As perguntas compõe um questionário que integra o PRESSE (Programa Regional de Educação Sexual e Saúde Escolar), que é promovido pela ARS Norte (Administração Regional de Saúde do Norte de Portugal), desde 2008. De acordo com os organizadores do projeto, “têm vindo a ser elaborados materiais pedagógicos seguindo orientações técnicas, também internacionais, com enfoque na evidência científica, como as mais recentes da UNESCO, para a Educação Integral da Sexualidade”.

(Falou em “evidência científica”, os conversador pira, eu sei.
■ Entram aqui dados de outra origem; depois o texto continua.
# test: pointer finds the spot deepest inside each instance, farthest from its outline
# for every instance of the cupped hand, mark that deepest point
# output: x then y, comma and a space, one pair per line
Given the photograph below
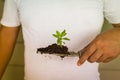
104, 48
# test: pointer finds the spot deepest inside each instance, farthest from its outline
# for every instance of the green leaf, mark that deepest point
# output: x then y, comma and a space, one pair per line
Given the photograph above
55, 35
58, 33
63, 42
63, 33
66, 39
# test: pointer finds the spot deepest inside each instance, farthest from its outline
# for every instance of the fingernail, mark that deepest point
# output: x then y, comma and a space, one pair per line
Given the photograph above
78, 63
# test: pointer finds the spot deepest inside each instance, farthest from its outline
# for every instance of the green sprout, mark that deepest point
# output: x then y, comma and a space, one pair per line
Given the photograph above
60, 37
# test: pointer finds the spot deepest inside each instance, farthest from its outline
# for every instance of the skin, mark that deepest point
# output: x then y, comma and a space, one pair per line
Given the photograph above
8, 36
104, 48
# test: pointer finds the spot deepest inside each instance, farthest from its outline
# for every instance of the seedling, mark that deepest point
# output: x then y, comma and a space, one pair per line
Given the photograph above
61, 37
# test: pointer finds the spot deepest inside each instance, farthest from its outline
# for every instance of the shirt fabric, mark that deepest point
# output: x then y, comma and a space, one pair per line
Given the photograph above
82, 20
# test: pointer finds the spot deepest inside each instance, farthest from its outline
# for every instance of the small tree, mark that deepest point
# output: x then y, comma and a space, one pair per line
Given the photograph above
60, 37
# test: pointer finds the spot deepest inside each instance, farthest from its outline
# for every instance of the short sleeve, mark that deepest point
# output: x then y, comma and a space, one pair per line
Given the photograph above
112, 11
10, 16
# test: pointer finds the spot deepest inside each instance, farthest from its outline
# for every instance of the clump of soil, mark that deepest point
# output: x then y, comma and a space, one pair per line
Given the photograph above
53, 49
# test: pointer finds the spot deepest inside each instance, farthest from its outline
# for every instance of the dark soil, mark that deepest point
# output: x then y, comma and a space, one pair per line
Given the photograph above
53, 49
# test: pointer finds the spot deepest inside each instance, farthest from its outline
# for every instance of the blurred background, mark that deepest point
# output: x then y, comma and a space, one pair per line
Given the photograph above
15, 69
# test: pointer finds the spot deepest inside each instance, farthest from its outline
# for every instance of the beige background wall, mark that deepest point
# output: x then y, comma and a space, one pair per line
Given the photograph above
15, 69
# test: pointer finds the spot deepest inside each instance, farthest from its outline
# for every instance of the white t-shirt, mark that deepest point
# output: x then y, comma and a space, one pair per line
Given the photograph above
82, 20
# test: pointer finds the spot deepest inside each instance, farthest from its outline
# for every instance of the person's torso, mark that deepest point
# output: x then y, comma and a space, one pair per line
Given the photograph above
82, 19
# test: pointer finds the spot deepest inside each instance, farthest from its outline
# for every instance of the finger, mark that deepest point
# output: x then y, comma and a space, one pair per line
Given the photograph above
108, 60
86, 54
102, 58
94, 57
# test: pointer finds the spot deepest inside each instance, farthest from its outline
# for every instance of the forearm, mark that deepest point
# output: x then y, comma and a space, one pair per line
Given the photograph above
7, 43
116, 25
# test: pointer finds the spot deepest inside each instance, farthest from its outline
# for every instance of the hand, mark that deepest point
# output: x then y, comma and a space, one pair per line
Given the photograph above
104, 48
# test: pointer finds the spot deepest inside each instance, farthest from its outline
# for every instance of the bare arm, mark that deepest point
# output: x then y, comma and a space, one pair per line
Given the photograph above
8, 36
104, 48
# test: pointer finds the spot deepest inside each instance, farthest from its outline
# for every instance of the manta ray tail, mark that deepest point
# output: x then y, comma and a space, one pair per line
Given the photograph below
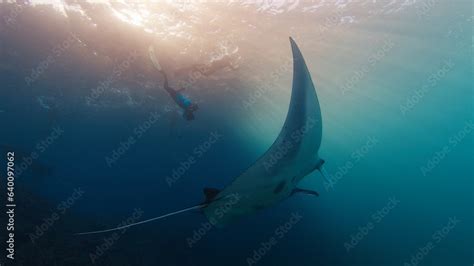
145, 221
324, 174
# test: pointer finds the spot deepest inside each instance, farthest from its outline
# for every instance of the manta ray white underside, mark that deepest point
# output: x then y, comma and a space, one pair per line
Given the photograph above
293, 155
275, 175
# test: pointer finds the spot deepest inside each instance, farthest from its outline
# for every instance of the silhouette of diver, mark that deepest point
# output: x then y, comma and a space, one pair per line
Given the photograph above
184, 102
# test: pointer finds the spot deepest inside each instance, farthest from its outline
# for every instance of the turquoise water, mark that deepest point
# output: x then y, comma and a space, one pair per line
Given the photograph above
395, 86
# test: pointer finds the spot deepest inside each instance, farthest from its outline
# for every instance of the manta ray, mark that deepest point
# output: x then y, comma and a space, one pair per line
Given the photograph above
275, 175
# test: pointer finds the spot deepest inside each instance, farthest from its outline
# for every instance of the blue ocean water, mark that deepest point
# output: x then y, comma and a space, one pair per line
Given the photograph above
394, 81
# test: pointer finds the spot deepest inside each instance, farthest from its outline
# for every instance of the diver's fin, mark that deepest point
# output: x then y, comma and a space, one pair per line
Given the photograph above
154, 59
145, 221
210, 193
305, 191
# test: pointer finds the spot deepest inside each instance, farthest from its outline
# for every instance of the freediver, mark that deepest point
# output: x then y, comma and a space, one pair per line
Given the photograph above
182, 100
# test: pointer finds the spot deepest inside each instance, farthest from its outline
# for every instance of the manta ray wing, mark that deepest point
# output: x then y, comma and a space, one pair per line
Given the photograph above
292, 156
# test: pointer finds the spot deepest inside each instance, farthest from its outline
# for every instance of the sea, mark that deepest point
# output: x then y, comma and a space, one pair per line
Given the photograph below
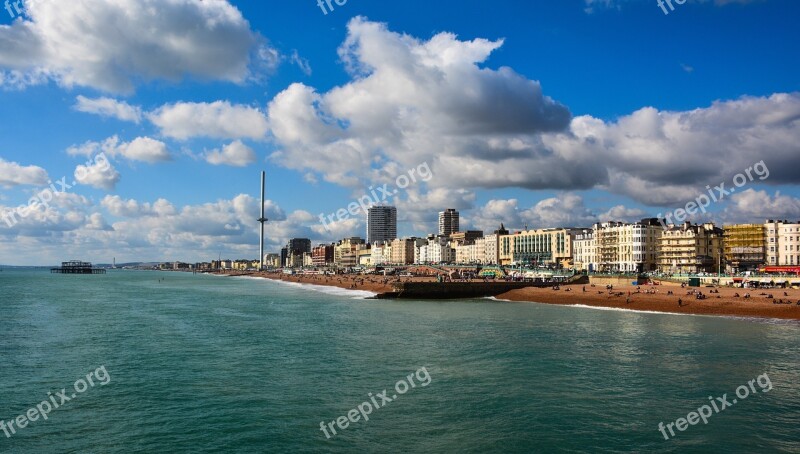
160, 362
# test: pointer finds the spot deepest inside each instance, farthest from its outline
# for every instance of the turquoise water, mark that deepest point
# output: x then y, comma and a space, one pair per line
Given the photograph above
209, 364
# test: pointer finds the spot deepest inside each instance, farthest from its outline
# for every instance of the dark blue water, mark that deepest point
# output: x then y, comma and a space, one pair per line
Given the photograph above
208, 364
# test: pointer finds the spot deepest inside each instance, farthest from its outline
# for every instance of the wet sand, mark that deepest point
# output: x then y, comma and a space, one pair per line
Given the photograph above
725, 303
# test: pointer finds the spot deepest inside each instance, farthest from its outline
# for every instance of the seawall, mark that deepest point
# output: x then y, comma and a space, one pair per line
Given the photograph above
454, 290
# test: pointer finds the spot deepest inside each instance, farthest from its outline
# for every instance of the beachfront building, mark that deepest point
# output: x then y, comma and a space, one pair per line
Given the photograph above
464, 252
688, 248
381, 254
381, 224
491, 246
448, 222
436, 250
403, 251
627, 248
272, 260
364, 257
467, 237
345, 253
543, 247
782, 243
292, 254
322, 255
745, 246
584, 251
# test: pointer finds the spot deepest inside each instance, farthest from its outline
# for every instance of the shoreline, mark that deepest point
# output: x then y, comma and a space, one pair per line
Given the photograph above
724, 304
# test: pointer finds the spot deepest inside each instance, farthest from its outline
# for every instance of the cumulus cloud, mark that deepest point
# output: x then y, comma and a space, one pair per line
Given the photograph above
108, 107
219, 119
235, 154
113, 45
73, 225
99, 174
667, 158
14, 174
754, 206
142, 149
565, 210
119, 207
410, 101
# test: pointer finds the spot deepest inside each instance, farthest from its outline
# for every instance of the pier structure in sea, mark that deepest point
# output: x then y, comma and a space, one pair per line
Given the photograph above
77, 267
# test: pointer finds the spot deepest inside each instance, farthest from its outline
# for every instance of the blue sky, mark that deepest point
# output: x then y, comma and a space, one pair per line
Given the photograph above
533, 113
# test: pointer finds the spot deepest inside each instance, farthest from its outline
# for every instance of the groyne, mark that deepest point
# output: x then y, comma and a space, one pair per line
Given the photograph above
454, 290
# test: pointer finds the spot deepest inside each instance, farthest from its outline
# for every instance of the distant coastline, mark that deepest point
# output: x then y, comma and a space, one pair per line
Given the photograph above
724, 303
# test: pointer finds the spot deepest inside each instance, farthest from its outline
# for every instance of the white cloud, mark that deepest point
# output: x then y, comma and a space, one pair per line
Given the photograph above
142, 149
219, 119
593, 5
108, 107
752, 206
99, 174
13, 174
413, 101
119, 207
113, 45
234, 154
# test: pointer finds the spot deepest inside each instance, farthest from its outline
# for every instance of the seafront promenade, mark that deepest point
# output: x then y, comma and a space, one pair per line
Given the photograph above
660, 296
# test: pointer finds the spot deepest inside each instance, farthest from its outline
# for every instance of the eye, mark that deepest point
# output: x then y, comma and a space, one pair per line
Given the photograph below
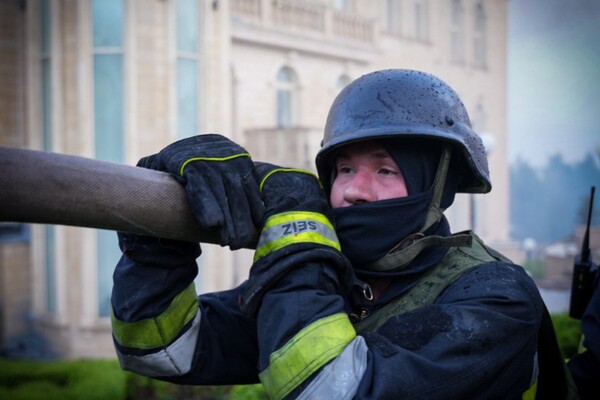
343, 169
387, 171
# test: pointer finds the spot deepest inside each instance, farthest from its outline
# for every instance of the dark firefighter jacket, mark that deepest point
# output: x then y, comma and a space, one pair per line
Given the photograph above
477, 340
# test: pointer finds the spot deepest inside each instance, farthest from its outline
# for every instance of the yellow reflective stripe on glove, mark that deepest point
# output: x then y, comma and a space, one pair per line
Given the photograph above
190, 160
157, 332
292, 227
310, 349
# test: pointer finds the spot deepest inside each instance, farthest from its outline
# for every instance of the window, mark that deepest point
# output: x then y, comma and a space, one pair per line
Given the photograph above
342, 82
187, 68
457, 34
286, 97
421, 19
480, 37
479, 120
342, 5
47, 142
392, 16
108, 37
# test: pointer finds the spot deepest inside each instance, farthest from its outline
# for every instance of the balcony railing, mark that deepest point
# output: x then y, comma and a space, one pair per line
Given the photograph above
307, 16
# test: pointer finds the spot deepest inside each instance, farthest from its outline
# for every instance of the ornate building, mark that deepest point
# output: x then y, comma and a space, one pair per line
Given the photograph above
119, 79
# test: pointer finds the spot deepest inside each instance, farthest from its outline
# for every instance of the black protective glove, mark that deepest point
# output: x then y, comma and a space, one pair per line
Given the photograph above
218, 176
296, 230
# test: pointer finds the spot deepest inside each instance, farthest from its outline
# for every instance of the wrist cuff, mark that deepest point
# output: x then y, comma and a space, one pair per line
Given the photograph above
284, 229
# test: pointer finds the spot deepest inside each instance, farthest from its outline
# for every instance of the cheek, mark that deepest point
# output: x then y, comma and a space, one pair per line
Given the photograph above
336, 197
393, 191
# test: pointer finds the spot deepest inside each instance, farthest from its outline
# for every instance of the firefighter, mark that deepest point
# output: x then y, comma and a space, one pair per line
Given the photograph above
358, 287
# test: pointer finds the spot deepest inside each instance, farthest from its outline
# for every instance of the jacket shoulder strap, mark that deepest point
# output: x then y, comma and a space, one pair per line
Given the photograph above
457, 261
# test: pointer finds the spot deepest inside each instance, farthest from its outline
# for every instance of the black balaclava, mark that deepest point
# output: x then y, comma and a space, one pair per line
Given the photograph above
368, 231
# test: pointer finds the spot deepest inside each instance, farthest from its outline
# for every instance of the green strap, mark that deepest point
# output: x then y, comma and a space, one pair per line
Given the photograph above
457, 261
305, 353
159, 331
284, 229
401, 258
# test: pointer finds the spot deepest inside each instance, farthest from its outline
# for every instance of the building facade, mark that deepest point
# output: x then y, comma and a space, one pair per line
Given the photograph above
119, 79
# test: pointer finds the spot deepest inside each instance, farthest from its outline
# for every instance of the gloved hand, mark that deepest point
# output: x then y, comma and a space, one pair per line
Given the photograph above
218, 176
296, 230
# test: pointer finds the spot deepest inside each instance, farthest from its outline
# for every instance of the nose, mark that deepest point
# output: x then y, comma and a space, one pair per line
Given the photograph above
359, 189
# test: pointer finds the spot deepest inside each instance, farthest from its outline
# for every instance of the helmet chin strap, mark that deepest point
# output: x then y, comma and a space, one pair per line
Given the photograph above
406, 251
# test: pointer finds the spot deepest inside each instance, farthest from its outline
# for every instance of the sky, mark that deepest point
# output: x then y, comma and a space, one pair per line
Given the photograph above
553, 80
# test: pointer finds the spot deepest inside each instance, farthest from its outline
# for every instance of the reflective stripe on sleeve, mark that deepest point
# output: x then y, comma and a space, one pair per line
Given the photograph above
160, 331
340, 378
174, 360
287, 228
310, 349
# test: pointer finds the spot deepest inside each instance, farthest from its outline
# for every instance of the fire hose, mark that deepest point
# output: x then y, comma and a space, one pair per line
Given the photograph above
52, 188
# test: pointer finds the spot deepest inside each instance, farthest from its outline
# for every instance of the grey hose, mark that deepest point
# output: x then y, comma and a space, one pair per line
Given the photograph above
52, 188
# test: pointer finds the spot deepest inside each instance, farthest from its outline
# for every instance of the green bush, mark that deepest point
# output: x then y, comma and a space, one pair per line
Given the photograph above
101, 380
568, 333
248, 392
65, 380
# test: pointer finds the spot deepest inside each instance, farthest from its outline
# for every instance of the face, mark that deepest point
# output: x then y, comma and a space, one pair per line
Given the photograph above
365, 172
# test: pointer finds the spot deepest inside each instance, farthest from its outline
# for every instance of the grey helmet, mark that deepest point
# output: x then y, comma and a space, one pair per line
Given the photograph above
399, 103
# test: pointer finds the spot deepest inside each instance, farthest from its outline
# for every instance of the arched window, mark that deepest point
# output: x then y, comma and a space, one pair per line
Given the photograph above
421, 19
341, 82
457, 34
392, 16
480, 37
287, 87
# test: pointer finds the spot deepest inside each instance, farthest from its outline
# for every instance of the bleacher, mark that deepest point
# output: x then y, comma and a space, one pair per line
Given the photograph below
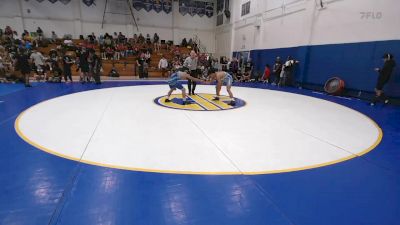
125, 66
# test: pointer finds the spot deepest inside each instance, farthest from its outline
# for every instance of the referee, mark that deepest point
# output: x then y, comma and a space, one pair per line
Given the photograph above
384, 75
191, 63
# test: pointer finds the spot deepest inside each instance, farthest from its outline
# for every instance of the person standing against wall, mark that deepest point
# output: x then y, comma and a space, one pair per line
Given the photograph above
163, 65
67, 63
191, 63
277, 70
22, 64
384, 75
140, 63
248, 68
287, 77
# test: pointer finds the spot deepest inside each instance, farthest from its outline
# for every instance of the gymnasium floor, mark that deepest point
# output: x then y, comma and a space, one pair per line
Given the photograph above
116, 154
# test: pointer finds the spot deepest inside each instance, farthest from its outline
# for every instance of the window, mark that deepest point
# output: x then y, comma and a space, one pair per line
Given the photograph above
246, 8
220, 19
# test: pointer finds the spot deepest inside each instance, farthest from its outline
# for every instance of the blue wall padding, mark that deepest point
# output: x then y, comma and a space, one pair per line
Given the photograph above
354, 63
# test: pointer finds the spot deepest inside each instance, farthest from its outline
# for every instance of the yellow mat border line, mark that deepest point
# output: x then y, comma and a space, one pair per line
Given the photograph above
376, 143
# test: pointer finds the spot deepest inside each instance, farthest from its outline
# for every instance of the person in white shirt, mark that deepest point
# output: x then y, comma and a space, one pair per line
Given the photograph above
163, 65
191, 64
39, 61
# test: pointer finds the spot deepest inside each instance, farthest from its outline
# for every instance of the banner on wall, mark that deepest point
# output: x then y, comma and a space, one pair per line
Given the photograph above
157, 5
201, 9
220, 5
167, 6
183, 7
192, 8
137, 4
64, 1
148, 5
209, 9
88, 2
196, 8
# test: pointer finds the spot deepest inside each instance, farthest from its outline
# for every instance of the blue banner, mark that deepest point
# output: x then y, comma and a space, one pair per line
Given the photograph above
157, 5
220, 5
148, 5
209, 9
192, 8
201, 8
88, 2
183, 7
138, 4
64, 1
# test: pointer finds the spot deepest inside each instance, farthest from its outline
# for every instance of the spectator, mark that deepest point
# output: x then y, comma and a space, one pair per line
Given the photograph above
84, 66
39, 33
148, 40
141, 39
8, 32
277, 70
95, 66
54, 37
191, 63
383, 78
163, 65
147, 57
67, 63
266, 78
22, 64
39, 62
140, 63
287, 74
184, 43
156, 41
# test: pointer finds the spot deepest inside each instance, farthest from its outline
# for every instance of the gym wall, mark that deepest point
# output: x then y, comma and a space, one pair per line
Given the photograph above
345, 38
76, 18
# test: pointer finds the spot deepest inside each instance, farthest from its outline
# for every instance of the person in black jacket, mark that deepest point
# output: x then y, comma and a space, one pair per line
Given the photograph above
22, 64
67, 63
384, 75
277, 70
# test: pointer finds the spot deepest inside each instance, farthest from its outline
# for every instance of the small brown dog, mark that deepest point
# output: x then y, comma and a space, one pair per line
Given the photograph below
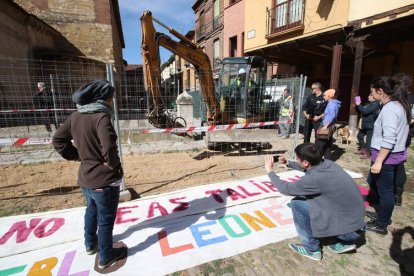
344, 134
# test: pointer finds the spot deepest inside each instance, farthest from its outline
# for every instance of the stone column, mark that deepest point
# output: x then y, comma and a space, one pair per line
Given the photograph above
185, 108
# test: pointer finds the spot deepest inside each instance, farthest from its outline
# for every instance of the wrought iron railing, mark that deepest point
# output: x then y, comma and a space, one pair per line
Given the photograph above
285, 17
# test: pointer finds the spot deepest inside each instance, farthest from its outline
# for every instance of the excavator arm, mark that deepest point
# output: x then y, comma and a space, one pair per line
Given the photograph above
186, 49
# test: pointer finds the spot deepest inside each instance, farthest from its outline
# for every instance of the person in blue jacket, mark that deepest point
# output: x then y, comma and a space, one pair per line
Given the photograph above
326, 203
328, 121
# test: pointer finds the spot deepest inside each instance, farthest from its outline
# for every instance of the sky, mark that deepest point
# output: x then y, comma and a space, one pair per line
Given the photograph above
177, 14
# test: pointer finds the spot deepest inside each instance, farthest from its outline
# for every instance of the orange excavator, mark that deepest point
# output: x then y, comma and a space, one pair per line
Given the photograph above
237, 97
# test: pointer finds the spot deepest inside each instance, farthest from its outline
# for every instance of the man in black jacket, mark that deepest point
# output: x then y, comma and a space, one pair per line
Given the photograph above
369, 114
313, 109
100, 171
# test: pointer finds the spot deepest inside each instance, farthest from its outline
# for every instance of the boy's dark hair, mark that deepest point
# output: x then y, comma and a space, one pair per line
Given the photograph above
309, 152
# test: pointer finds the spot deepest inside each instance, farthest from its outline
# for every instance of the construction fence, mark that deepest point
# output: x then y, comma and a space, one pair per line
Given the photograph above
35, 178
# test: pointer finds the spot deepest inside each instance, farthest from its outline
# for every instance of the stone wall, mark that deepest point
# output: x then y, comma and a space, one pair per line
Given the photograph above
88, 24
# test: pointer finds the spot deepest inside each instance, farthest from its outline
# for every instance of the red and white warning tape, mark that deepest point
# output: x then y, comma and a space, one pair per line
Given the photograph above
36, 110
209, 128
24, 141
46, 141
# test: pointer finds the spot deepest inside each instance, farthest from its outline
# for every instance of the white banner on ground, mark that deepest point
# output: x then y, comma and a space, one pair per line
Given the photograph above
164, 233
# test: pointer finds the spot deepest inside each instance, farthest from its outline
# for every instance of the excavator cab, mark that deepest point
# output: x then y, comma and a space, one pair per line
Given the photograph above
241, 89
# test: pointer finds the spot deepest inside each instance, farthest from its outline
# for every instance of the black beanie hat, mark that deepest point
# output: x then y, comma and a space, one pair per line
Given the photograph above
93, 91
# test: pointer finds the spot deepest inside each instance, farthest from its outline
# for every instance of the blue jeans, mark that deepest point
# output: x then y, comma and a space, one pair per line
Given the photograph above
382, 193
101, 207
301, 217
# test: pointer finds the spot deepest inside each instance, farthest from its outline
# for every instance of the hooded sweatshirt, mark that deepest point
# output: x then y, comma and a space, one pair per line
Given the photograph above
331, 112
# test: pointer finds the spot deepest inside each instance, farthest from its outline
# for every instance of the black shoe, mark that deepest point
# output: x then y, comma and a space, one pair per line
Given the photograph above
371, 215
374, 227
91, 250
398, 201
118, 253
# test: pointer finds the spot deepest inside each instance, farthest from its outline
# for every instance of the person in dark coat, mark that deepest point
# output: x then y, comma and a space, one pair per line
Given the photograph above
100, 171
313, 110
369, 113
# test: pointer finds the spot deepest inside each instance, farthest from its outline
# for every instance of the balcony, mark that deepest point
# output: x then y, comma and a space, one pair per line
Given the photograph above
217, 22
200, 32
285, 17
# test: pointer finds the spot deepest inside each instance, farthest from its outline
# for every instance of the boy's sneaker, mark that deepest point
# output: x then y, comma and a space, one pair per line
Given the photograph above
300, 249
339, 247
91, 250
118, 253
374, 227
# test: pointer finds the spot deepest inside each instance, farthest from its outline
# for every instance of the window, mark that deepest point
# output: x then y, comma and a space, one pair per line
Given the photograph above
216, 48
216, 14
216, 8
287, 14
233, 46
Seguindo.)

Ou seja, amigos, não tem doutrinação e nem descumprimento de lei nenhuma. Isso porque, de acordo com a Lei nº60/2009, Artigo 6º do Projeto Educativo de Escola, de Portugal, “a educação sexual é objeto de inclusão obrigatória nos projetos educativos dos agrupamentos de escolas e escolas não agrupadas, nos moldes definidos pelo respectivo conselho geral, ouvidas as associações de estudantes, as associações de pais e os professores”.

Especificamente esse questionário para heterossexuais, passou a fazer parte do PRESSE desde 2014, “ao invés de questionar a orientação sexual, passou a promover uma atitude crítica em relação às representações sociais discriminatórias referentes à homossexualidade”, afirma a ARS Norte. Quando digo que o questionário foi divulgado de maneira descontextualizada, é porque omitiram o objetivo que está muito claro antes das perguntas: “Dar às pessoas heterossexuais a oportunidade de experimentar o tipo de perguntas que por vezes são realizadas a pessoas homossexuais e bissexuais”.

Além disso, depois de responderem esse questionário, os alunos, que são do 7º, 8º e 9º anos, têm outras perguntas para levá-los à reflexão sobre o tema, como estas: “Como é que estas perguntas te fizeram sentir?”; “O que é que achas que podes fazer no futuro, se ouvires perguntas destas a serem novamente realizadas a homossexuais e bissexuais?”. Então pode até parecer “doutrinação”, mas é uma coisa mais importante que isso; se chama conscientização. Se chama empatia. É sobre se colocar no lugar do outro. É sobre não fazer aos outros aquilo que não quer que façam contigo.

Tem noção de quanta dor e sofrimento é evitada com conscientização? Tem noção de quantos LGBTQIA+ deixariam se morrer se, no Brasil, houvesse um mínimo de orientação sobre o tema? Se a gente aprendesse a respeitar a outra pessoa como ela é? Você vai dizer que eu tô passando pano pra tuga, que de que adianta isso e baterem em crianças menores nas escolas, mas você não pode discordar disso, amigo: em termos de conscientização sobre aceitação à sexualidade, eles tão muito na nossa frente.

Aqui em Portugal, ninguém morre por conta de orientação sexual ou gênero (exceto mulheres, vítimas de feminicídio, mas isso é pra outro papo; estou falando aqui de transexuais, travestis, gays, lésbicas, bissexuais, etc). Aliás, ninguém tá nem aí pra o que você faz ou deixa de fazer na sua vida sexual, pra como você se veste ou usa o cabelo ou quantas tatuagens tem. FODA-SE. E te digo mais: essa promoção da educação sexual faz com que eu perceba no meu filho e entre os amigos dele, a forma como eles lidam com isso como deveria ser sempre: COM NATURALIDADE. A L namorada a N, depois de ter namorado o V. E TUDO BEM! Saca?

Sonho com o dia em que o Brasil vai ser assim e a gente vai deixar de ser o país que mais mata trans no mundo. Sonho!